Mazrui notes though that:

over a century later, however, the scene in Africa is virtually dominated by the opposite orientation towards “Islamophobia”. This is the central thesis that the author [Ahmed S. Bangoura] seeks to elucidate with particular reference to African literature and its critics. He traces this tradition of hostility toward and distortion of Islam to the Orientalist construction of the religion that has been so well documented by Edward Said. This influence of Orientalism is supposedly rooted in the European colonial legacy that has continued to determine the politics of (re) presentation in Africa to this day (190, 191).

Mazrui has thus noted two opposing views of Islam –one positive which he terms

„Islamophilia‟ and the other negative term, „Islamophobia‟.

Cham (1985) also notes that there are two main opposing attitudes to Islam among writers that take up the religion in their works. One attitude is positive while the other is negative. To writers that represent Islam in a positive way, Islam is the best means for the good of the individual and society. However, to those that represent the religion negatively, Islam is an impediment to the realities of life.

The thesis posits that unlike the African writers who look at Islam in a positive way, Kourouma adopts a radically negative attitude while Ali „vacillates between the

positive and negative‟ but he portrays a more negative orientation than the positive. They play down the spirituality of the religion while elevating the matter of its contradictory implication in socio-economic and political realities. Therefore, they represent Islam as an impediment to the material desires of its followers.
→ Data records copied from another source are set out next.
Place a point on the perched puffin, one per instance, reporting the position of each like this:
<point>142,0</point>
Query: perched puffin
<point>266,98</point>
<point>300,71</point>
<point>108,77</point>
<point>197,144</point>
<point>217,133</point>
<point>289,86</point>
            Objectives of the Study

The objectives of this essay are to:

  1. Examine the common portrayal of Islam in the two works.
  • Show how the works present the conflicts and contradictions that beset Islam as it comes face to face with social, political and economic difficulties.
    • Investigate the way in which Allah is conceived, the role he plays in the world of the texts and how this conception is different from or similar to the presentation of Allah in works by other writers, Muslim and non-Muslim.
    • Explore how the writers use literary devices to portray the problems that occur as Islam confronts social realities. How these devises are deployed will help to settle the question of whether or not the Islamic outlook is promoted or criticized.
    • Explore the points of convergence of Islam with and divergence from other religions and how they expose doctrinal conflicts and contradictions.